Chegamos em uma sexta-feira, no final de tarde, e logo notei um movimento diferente na praça principal da cidade. Estavam montando um palco e notei que vários de meus amigos locais estavam na função. Parei o carro e perguntei: “Para que é este palco, pessoal?” E lá de cima veio a resposta. “É para comemorar a vitória do Mengão!” Respondi de pronto. “Calma, galera, o jogo só termina quando acaba!” Repetiria esta frase ainda naquele fim de semana.

Domingo era dia de Fla-Flu. O time de regatas estava comemorando seu centenário aquele ano, e eles tinham, como diziam, “o melhor ataque do mundo: Sávio, Romário e Edmundo”. Meu Flu tinha uma equipe mediana e tinha Renato Gaúcho. Ia ser um jogo terrível e, além disso, o empate era do adversário. Só a vitória nos interessava.

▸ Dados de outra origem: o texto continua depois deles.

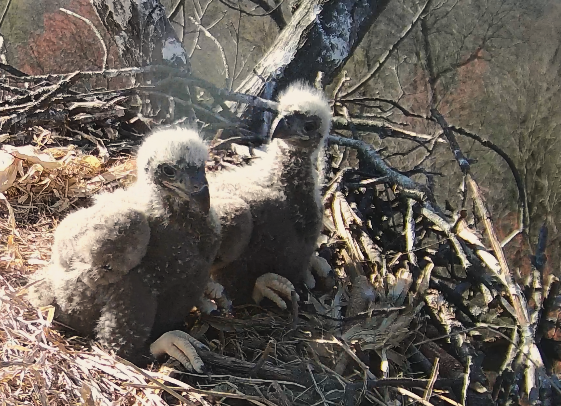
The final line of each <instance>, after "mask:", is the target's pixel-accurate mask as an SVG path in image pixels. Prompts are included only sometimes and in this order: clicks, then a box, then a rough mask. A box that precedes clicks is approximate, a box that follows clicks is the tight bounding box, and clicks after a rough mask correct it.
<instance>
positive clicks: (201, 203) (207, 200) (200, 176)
mask: <svg viewBox="0 0 561 406" xmlns="http://www.w3.org/2000/svg"><path fill="white" fill-rule="evenodd" d="M163 183H164V184H165V185H166V186H167V187H169V188H170V189H172V190H174V191H175V193H177V194H178V195H179V196H181V198H183V199H185V200H192V201H194V202H195V203H196V204H197V206H199V208H200V210H201V211H202V212H204V213H205V214H208V212H209V211H210V193H209V190H208V182H207V180H206V175H205V173H204V172H200V173H198V174H197V175H195V176H190V175H185V176H184V177H183V179H181V181H180V182H168V181H164V182H163Z"/></svg>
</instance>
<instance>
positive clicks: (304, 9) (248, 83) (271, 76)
mask: <svg viewBox="0 0 561 406" xmlns="http://www.w3.org/2000/svg"><path fill="white" fill-rule="evenodd" d="M389 2H390V0H364V1H359V0H305V1H303V2H302V5H301V6H300V7H299V8H298V10H297V11H296V12H295V13H294V15H293V16H292V19H291V20H290V22H289V24H288V25H287V26H286V28H285V29H284V30H283V31H282V32H281V33H280V35H279V36H278V37H277V40H276V41H275V43H274V44H273V46H272V47H271V48H270V49H269V50H268V51H267V53H266V54H265V55H264V56H263V58H262V59H261V61H259V63H258V64H257V66H256V67H255V68H254V69H253V72H252V73H251V74H250V75H249V76H248V77H247V78H245V80H244V81H243V82H242V84H241V85H240V86H239V88H238V89H237V90H238V91H239V92H241V93H248V94H251V95H260V94H261V93H262V91H263V89H264V87H265V83H267V82H270V81H272V80H274V81H276V82H277V84H278V85H279V87H281V88H282V87H284V85H286V84H287V83H288V82H291V81H293V80H295V79H304V80H307V81H308V82H310V83H313V81H314V79H315V77H316V75H317V73H318V71H321V72H323V73H324V84H327V83H330V82H331V81H332V80H333V79H334V78H335V77H336V76H337V74H338V73H339V72H340V70H341V69H342V67H343V66H344V65H345V63H346V62H347V60H348V59H349V58H350V57H351V55H352V54H353V52H354V50H355V48H356V47H357V46H358V45H359V43H360V41H361V40H362V39H363V37H364V35H365V34H366V32H367V31H368V28H369V27H370V26H371V25H372V23H373V22H374V21H375V20H376V19H377V18H378V17H379V16H380V14H381V13H382V11H384V9H385V8H386V6H387V5H388V3H389Z"/></svg>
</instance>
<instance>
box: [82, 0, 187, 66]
mask: <svg viewBox="0 0 561 406" xmlns="http://www.w3.org/2000/svg"><path fill="white" fill-rule="evenodd" d="M91 3H92V5H93V7H94V9H95V10H96V12H97V15H98V16H99V18H100V20H101V22H102V23H103V25H104V26H105V28H106V29H107V31H108V32H109V34H110V35H111V37H112V38H114V40H115V44H116V45H117V48H118V49H119V54H120V55H121V57H122V58H123V59H124V61H125V64H126V65H127V66H144V65H148V64H151V63H152V64H164V65H172V66H176V67H178V68H183V69H186V70H189V69H190V65H189V58H188V57H187V53H186V52H185V50H184V49H183V47H182V46H181V42H180V41H179V40H178V39H177V36H176V35H175V31H174V29H173V27H172V25H171V23H170V22H169V20H168V18H167V16H166V13H165V10H164V7H163V6H162V5H161V4H160V2H159V0H91Z"/></svg>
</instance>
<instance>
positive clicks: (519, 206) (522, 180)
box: [450, 126, 530, 232]
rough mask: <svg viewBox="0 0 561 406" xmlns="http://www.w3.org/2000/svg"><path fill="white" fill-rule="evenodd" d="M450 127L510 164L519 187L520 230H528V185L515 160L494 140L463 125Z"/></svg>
mask: <svg viewBox="0 0 561 406" xmlns="http://www.w3.org/2000/svg"><path fill="white" fill-rule="evenodd" d="M450 129H451V130H452V131H454V132H457V133H458V134H461V135H464V136H466V137H469V138H471V139H473V140H475V141H477V142H479V143H480V144H481V145H483V146H485V147H487V148H489V149H491V150H492V151H494V152H496V153H497V155H499V156H500V157H501V158H503V159H504V160H505V162H506V164H507V165H508V167H509V169H510V171H511V172H512V176H514V182H515V183H516V188H517V189H518V213H519V214H518V221H519V230H518V231H519V232H523V231H524V230H528V228H529V225H530V214H529V212H528V196H527V194H526V187H525V186H524V181H523V180H522V176H520V172H519V171H518V168H516V165H515V163H514V161H513V160H512V159H511V158H510V157H509V156H508V155H507V153H506V152H504V151H503V150H502V149H501V148H500V147H499V146H498V145H496V144H494V143H493V142H491V141H489V140H487V139H483V138H482V137H480V136H479V135H477V134H475V133H472V132H470V131H467V130H465V129H463V128H461V127H455V126H450Z"/></svg>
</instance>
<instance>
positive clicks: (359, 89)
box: [341, 0, 431, 98]
mask: <svg viewBox="0 0 561 406" xmlns="http://www.w3.org/2000/svg"><path fill="white" fill-rule="evenodd" d="M430 3H431V0H427V1H426V2H425V5H424V6H423V7H421V8H420V9H419V11H418V12H417V14H415V17H413V21H411V23H410V24H409V25H408V26H407V27H405V29H404V30H403V31H402V33H401V35H400V37H399V39H398V40H397V41H396V42H395V43H394V44H393V45H392V46H391V47H390V48H389V49H388V50H387V51H386V52H385V53H384V55H382V57H381V58H380V59H379V60H378V61H377V62H376V63H375V64H374V67H373V68H372V69H370V71H369V72H368V73H367V74H366V76H364V77H363V78H362V79H360V80H359V81H358V83H357V84H356V85H354V86H353V87H352V88H350V89H349V90H348V91H347V92H345V93H343V94H342V95H341V98H345V97H348V96H350V95H352V94H353V93H356V92H357V91H358V90H360V88H361V87H362V86H364V84H365V83H366V82H368V81H369V80H370V79H372V78H373V77H374V76H375V75H376V74H377V73H378V72H380V69H382V67H383V66H384V65H385V64H386V62H387V61H388V59H389V58H390V56H391V55H392V54H393V53H394V51H395V50H396V49H397V48H398V47H399V46H400V45H401V44H402V43H403V41H405V39H406V38H407V37H408V36H409V34H411V32H413V28H415V26H416V25H417V23H418V22H419V21H420V19H421V18H422V17H421V16H422V15H423V14H424V13H425V11H426V10H427V8H428V6H429V4H430Z"/></svg>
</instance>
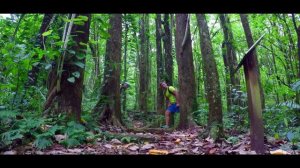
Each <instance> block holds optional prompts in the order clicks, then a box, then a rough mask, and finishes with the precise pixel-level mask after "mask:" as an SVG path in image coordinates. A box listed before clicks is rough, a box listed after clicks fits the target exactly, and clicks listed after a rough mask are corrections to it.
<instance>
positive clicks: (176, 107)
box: [167, 103, 179, 113]
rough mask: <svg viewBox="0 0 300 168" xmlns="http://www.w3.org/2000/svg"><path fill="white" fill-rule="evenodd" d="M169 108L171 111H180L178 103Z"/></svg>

Ainda na sexta combinei com meu sogro de irmos assistir ao jogo na casa de um amigo dele, que tinha assinatura do campeonato e uma família tricolor. No domingo, devidamente uniformizado, cheguei à casa do amigo, que estava em obras. Jogo tenso, optei por assistir em pé, pela janela, do lado de fora. Primeiro tempo, atuação impecável do “timinho”. 2 a 0. Vem o intervalo e o relaxamento. Começa o segundo tempo. Dois a um. Aos 32 minutos, o empate. Agora os campeões seriam eles. A esposa do dono da casa saiu, veio ao meu lado, me pediu um cigarro e disse: “Agora acabou. Já era!” E então repeti a fatídica frase. “Calma senhora, o jogo só termina quando acaba!”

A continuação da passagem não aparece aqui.